Não é de surpreender, então, o fato de Nuñez, além da gaita de fole, mais associada à imagem dos desfiles de homens paramentados de saias e meias xadrezes, tocar uma flauta conhecida como “pan whistle”. Pelo que registra Fernando Conde, autor das notas incluídas no encarte, a gaita de fole é o instrumento folclórico mais comum na Galícia. Ainda ligando os pontos dessa “transculturalidade”, isso que tem raízes na cultura celta, ramifica-se até o Brasil. A maior parte dos imigrantes de origem espanhola, no Brasil, são galegos. Nos anos 1910-20 aportaram cerca de 25 mil espanhóis na Bahia. Outro lugar que recebeu uma grande leva – cerca de 50 mil – foi a Argentina. O bisavô de Nuñez emigrou para o Brasil, mas seus parentes nunca mais tiveram notícias.

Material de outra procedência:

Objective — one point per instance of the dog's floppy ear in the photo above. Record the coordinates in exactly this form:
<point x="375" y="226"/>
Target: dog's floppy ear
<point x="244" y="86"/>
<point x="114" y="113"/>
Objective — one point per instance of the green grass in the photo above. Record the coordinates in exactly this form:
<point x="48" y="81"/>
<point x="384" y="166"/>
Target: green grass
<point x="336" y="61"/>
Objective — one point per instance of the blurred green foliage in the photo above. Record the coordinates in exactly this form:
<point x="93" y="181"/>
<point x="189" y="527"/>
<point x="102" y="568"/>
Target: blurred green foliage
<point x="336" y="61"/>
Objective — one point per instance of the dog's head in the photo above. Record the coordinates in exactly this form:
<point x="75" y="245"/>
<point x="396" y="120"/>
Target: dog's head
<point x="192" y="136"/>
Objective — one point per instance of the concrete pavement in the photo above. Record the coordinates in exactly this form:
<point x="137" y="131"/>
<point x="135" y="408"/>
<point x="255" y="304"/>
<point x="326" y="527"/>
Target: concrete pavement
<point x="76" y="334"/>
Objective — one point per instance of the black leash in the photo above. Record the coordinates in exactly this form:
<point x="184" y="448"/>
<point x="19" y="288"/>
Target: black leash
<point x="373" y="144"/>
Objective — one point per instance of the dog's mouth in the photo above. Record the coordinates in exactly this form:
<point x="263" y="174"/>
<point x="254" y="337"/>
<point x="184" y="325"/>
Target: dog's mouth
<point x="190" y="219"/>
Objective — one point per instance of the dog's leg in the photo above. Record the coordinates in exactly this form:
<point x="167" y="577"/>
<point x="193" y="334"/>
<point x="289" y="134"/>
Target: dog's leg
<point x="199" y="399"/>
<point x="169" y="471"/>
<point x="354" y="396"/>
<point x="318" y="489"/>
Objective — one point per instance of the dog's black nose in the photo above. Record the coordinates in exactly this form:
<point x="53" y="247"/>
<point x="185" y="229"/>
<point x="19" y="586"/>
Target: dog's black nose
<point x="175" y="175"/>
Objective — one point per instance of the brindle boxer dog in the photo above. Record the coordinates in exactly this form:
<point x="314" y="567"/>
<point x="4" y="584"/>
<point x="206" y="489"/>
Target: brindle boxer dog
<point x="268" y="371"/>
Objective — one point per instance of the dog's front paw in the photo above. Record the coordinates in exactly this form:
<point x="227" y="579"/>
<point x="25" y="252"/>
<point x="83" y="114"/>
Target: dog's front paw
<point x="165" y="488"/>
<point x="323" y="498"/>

As terras nacionais poderiam até ser consideradas como uma “extensão” da Galícia. Segundo Conde, o português e o galego nasceram do “galego-português medieval, língua criada a partir do latim” e por essa razão são próximas. O galego era a língua oral das classes populares que vigeu até o século XV e foi sendo substituída pelo castelhano.

A ideia de gravar o CD Alborada do Brasil, pois então, é uma forma de “amarrar” essas conexões ancestrais da música. Nuñez tem como convidados a cantora Fernanda Takai, o pernambucano Lenine, o baiano Carlinhos Brown, o baterista Wilson das Neves – cantando! –, os gaúchos Yamandú Costa e Adriana Calcanhoto, o acordeonista Dominguinhos, o niteroiense/paulista André Mehmari, além do produtor Alê Siqueira. E o que poderia ter virado uma salada indigesta resultou em bela alquimia de signos culturais diversos. Na primeira faixa, Alborada de Rosalía, Fernanda Takai solta a voz doce numa língua que, prestando-se um pouco de atenção, nota-se que realmente é muito próxima à portuguesa.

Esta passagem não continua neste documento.